Parmi les signataires figurent Aïcha Elbasri, ancienne porte-parole de la Mission de l’Union africaine et de l’ONU au Darfour, Abderrazak Boughandour, président de la ligue marocaine de défense des droits de l’Homme, mais également Khadija Ryadi, lauréate du prix des droits de l’Homme de l’ONU.

« La visite d’un sanguinaire ne fait pas honneur à notre pays, et ne va pas de soi avec les valeurs principales que le peuple marocain ambitionne d’appliquer, comme que le respect des droits de l’Homme et de sa dignité et le travail au service de la justice et de la démocratie« , écrivent les activistes dans un communiqué adressé au Chef du gouvernement Saad Eddine El Othmani.

Depuis plusieurs décennies, le Maroc est l’un des plus fidèles alliés du régime soudanais. Si les relations économiques sont peu développées, le soutien politique est indéfectible.

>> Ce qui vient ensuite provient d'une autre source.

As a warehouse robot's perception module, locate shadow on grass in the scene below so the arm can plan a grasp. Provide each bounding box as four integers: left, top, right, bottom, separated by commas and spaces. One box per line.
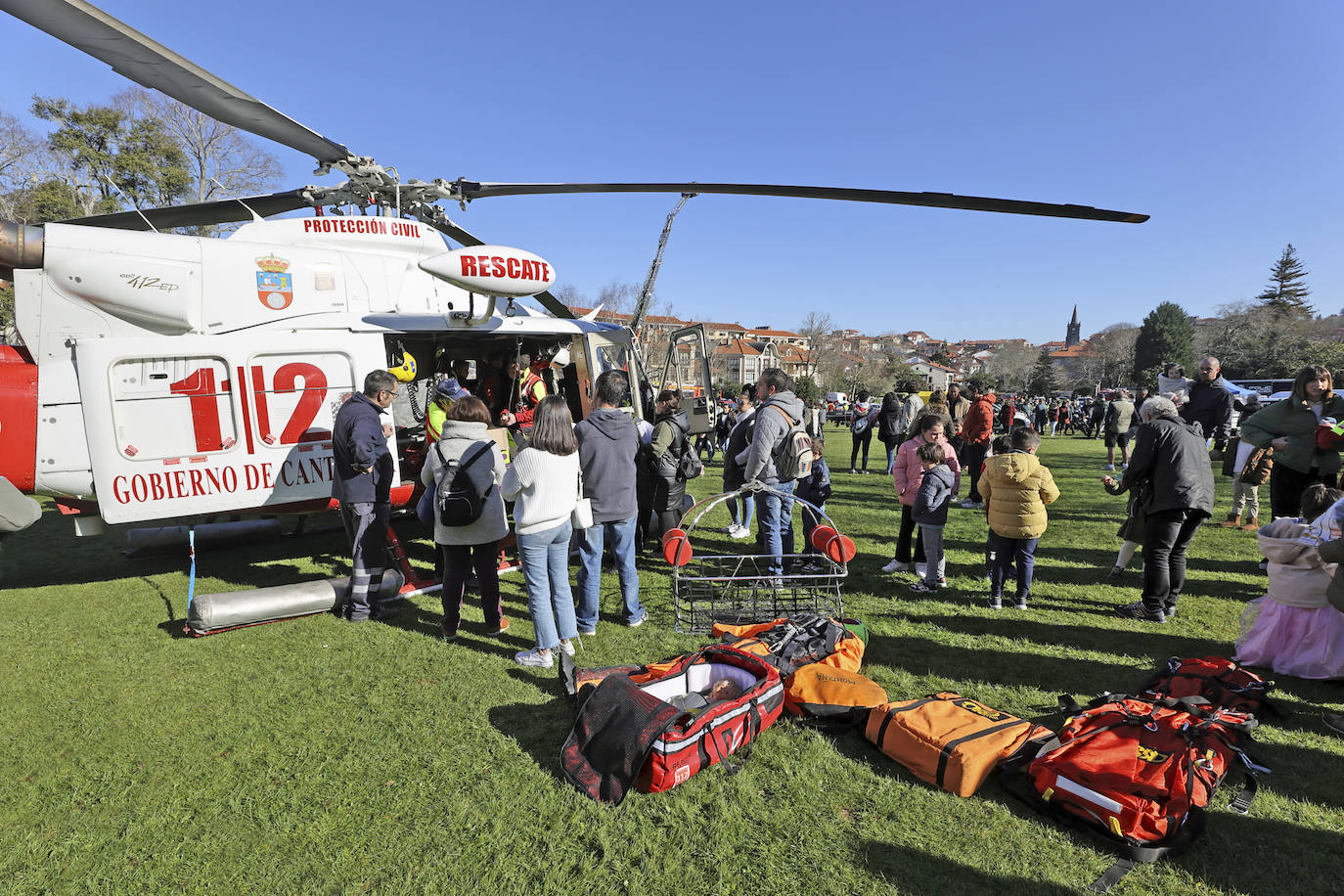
864, 636, 1150, 694
855, 839, 1078, 896
920, 617, 1227, 657
488, 679, 574, 784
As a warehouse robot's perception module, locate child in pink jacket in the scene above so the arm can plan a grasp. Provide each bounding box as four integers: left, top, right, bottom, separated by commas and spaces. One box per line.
881, 414, 961, 572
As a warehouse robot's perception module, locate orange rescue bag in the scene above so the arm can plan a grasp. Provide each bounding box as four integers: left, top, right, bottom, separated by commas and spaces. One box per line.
864, 692, 1053, 796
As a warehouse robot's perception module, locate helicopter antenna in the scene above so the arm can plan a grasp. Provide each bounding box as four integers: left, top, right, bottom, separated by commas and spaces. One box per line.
98, 175, 157, 234
630, 194, 696, 336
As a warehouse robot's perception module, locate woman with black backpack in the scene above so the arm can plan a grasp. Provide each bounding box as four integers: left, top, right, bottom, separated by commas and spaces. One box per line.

Khartoum a toujours été clair concernant la souveraineté marocaine sur le Sahara ; réciproquement, Rabat a toujours défendu « l’intégrité territoriale » du Soudan – ce qui n’a pas empêché le Sud de proclamer son indépendance en 2011. Ni à Mohammed VI de se rendre au Soudan du Sud en février 2016, immédiatement après le retour du Maroc à l’UA que le jeune État a soutenu.

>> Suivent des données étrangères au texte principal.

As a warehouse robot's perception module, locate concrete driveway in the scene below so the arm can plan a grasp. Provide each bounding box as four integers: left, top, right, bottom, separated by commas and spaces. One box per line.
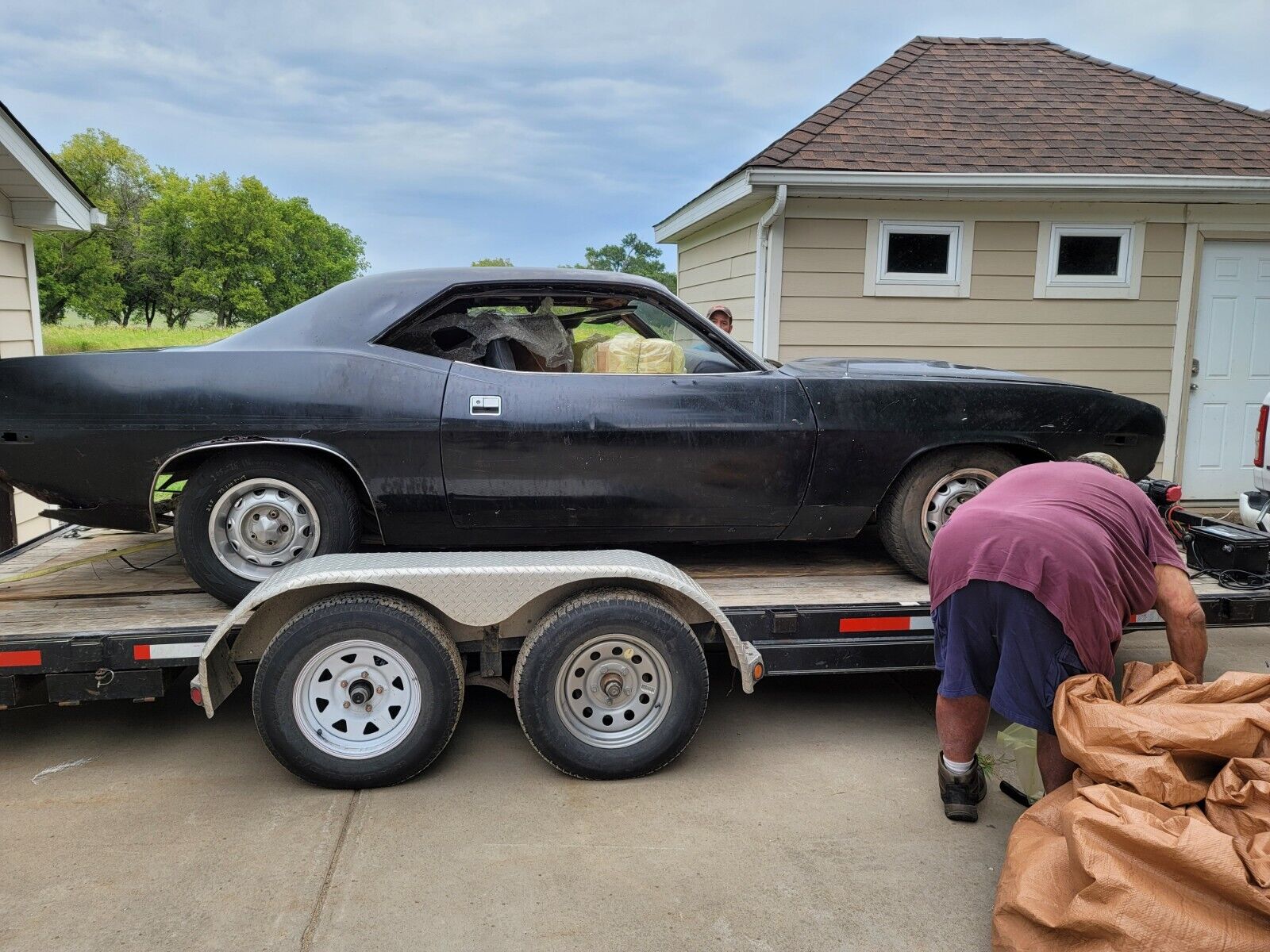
0, 628, 1270, 952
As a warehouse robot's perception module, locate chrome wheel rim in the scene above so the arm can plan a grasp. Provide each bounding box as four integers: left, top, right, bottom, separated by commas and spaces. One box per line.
291, 639, 423, 760
922, 467, 997, 544
555, 635, 673, 749
207, 478, 321, 582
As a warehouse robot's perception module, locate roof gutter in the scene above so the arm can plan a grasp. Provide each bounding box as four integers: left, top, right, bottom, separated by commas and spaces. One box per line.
654, 167, 1270, 241
749, 167, 1270, 202
754, 184, 789, 359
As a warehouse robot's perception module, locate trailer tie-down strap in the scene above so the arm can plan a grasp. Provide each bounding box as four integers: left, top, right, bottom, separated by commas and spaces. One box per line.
0, 539, 171, 585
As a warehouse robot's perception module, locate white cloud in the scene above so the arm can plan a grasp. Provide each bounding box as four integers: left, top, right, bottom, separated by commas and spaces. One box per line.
0, 0, 1270, 268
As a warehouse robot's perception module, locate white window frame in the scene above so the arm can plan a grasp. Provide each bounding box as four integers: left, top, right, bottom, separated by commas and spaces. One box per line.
864, 218, 974, 297
1033, 221, 1145, 300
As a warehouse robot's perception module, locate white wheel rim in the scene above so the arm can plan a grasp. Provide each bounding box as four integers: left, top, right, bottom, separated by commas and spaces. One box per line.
291, 639, 423, 760
207, 478, 321, 582
555, 635, 675, 749
922, 467, 997, 544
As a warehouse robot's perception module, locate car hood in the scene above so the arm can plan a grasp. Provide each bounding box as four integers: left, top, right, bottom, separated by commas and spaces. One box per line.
781, 357, 1097, 390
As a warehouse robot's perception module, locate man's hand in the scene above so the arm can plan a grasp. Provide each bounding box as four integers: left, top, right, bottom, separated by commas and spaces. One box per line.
1156, 565, 1208, 681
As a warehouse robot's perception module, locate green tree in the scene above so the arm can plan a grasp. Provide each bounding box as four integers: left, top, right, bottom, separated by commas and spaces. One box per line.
265, 198, 367, 313
142, 173, 366, 328
36, 231, 123, 324
572, 231, 678, 290
36, 129, 159, 325
138, 173, 202, 328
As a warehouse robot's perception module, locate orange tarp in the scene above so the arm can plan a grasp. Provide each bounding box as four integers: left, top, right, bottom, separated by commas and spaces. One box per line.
992, 662, 1270, 952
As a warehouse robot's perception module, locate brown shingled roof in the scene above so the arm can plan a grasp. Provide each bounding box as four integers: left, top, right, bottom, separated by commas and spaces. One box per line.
743, 36, 1270, 175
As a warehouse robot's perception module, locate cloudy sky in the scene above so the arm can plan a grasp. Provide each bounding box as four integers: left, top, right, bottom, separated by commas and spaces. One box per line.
0, 0, 1270, 271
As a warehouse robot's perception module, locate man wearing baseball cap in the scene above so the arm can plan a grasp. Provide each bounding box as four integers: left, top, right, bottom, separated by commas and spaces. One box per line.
706, 305, 732, 334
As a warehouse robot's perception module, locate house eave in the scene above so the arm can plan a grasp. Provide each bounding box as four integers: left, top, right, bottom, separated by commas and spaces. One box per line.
652, 169, 752, 243
654, 167, 1270, 243
0, 104, 104, 231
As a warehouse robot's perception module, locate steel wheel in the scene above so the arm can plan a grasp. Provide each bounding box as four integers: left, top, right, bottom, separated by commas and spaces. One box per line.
291, 639, 423, 760
922, 467, 997, 544
207, 478, 321, 582
555, 635, 672, 747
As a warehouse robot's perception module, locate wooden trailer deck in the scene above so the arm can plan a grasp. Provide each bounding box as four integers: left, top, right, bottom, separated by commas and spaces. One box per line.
0, 529, 927, 639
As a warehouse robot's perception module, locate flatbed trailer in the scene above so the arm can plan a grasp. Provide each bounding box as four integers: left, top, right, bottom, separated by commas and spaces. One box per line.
7, 527, 1270, 782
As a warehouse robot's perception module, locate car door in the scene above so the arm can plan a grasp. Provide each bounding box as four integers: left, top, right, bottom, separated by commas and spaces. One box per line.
441, 350, 815, 538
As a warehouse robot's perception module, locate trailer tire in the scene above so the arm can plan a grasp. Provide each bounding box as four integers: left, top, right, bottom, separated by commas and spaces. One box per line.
174, 449, 362, 605
252, 592, 464, 789
512, 589, 710, 781
878, 447, 1018, 582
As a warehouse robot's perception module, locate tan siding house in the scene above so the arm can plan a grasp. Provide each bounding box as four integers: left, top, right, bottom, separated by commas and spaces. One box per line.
0, 104, 106, 550
656, 38, 1270, 499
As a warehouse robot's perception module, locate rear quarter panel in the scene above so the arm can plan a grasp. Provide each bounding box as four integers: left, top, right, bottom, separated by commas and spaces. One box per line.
0, 347, 448, 538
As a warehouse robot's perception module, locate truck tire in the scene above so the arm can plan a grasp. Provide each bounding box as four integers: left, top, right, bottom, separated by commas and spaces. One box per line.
175, 451, 362, 605
878, 447, 1018, 582
252, 592, 464, 789
512, 589, 710, 781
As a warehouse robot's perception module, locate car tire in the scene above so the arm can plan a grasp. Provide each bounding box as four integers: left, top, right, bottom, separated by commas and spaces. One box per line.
512, 590, 710, 781
175, 451, 362, 605
252, 592, 464, 789
878, 447, 1020, 582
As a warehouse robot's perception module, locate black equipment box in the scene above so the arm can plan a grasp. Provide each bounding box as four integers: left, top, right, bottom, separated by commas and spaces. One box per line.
1185, 520, 1270, 575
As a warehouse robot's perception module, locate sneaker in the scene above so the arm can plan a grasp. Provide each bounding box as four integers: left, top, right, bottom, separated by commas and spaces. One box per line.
940, 753, 988, 823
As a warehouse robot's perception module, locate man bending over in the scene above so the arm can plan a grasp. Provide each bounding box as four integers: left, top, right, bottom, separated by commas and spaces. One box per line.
929, 453, 1208, 823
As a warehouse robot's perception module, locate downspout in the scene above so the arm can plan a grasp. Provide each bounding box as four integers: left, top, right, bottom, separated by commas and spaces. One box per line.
754, 186, 789, 358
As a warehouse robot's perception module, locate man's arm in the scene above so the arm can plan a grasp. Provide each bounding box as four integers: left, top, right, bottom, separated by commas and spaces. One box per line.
1156, 565, 1208, 681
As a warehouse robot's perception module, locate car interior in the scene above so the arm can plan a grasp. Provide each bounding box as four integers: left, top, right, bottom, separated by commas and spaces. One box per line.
377, 290, 745, 374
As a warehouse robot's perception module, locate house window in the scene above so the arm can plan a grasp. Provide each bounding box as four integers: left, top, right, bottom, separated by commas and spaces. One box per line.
1046, 225, 1133, 287
878, 221, 961, 286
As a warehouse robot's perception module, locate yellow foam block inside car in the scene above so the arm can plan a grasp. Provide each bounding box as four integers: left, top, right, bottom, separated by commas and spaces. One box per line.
592, 334, 684, 373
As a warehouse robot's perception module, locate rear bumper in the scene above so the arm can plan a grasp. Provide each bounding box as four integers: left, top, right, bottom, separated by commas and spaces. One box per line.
1240, 489, 1270, 532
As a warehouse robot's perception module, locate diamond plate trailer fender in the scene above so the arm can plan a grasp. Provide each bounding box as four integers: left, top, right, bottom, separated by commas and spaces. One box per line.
198, 550, 762, 717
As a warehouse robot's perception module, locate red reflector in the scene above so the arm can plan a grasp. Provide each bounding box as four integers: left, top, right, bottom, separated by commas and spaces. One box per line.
0, 651, 42, 668
1253, 404, 1270, 470
838, 616, 910, 632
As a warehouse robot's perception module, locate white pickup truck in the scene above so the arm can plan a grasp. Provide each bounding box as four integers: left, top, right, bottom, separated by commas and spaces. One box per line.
1240, 393, 1270, 532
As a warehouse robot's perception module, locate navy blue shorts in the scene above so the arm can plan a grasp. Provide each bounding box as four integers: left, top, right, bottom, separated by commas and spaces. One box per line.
931, 580, 1084, 734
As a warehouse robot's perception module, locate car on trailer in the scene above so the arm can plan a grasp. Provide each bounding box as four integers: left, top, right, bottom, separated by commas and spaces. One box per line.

Le Soudan a également appuyé le retour du Maroc à l’UA. À l’inverse, le Maroc a soutenu l’adhésion du Soudan à l’Organisation mondiale du Commerce (OMC). Autre sujet de convergence: les liens diplomatiques avec le Qatar. Maroc et Soudan sont les deux seuls membres de la coalition arabe, intervenant au Yémen à l’appel de l’Arabie saoudite, à ne pas avoir rompu les liens avec l’émirat au cours de la crise diplomatique que le Golfe traverse actuellement.

Les voyages du président soudanais (73 ans) font l’objet de récurrentes polémiques, depuis que la Cour pénale internationale (CPI) – dont le Maroc n’a pas ratifié le traité fondateur – a émis deux mandats d’arrêt à son encontre, en 2009 et 2010.

Dix chefs d’inculpation pèsent sur le dirigeant soudanais, parmi lesquels ceux de génocide, de crimes de guerre et de crimes contre l’humanité. « Des mensonges« , a réagi Omar El Béchir. « Des campagnes trompeuses« , a renchéri l’ancien ministre des Affaires étrangères, Salaheddine Mezouar.